Does the description disclose side effects, auth requirements, rate limits, or destructive behavior?

No annotations are provided, so the description carries the full burden of behavioral disclosure. It mentions 'automatically sets up ADR infrastructure if missing' and 'provides outcome-focused workflow,' which hints at side effects and workflow integration. However, it lacks details on permissions, rate limits, error handling, or what 'outcome-focused workflow' entails, leaving significant gaps for a tool with potential setup actions.

Agents need to know what a tool does to the world before calling it. Descriptions should go beyond structured annotations to explain consequences.

Conciseness3/5

Is the description appropriately sized, front-loaded, and free of redundancy?

The description is a single run-on sentence that combines multiple concepts: getting context, setting up infrastructure, and providing workflow. It's somewhat front-loaded but could be more structured for clarity. While concise, it sacrifices precision by cramming too much into one sentence without clear separation of functions.

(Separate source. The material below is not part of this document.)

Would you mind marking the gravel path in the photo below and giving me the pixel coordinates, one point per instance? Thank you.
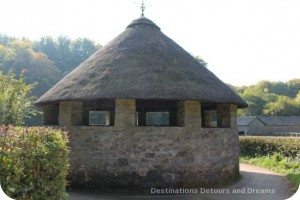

Shorter descriptions cost fewer tokens and are easier for agents to parse. Every sentence should earn its place.

Completeness2/5

Given the tool's complexity, does the description cover enough for an agent to succeed on first attempt?

Given the complexity (3 parameters, nested objects, no annotations, no output schema), the description is incomplete. It fails to explain the return values, error conditions, or the implications of 'automatically sets up ADR infrastructure' (e.g., what happens, permissions needed). For a tool with setup actions and rich input, more behavioral context is needed to guide effective use.

Complex tools with many parameters or behaviors need more documentation. Simple tools need less. This dimension scales expectations accordingly.

Parameters3/5

Does the description clarify parameter syntax, constraints, interactions, or defaults beyond what the schema provides?

Schema description coverage is 100%, so the schema already documents all three parameters thoroughly. The description adds no specific parameter semantics beyond implying analysis scope ('specific files or the entire project'), which is already covered in the schema's 'filePath' description. With high schema coverage, the baseline is 3, as the description doesn't enhance parameter understanding.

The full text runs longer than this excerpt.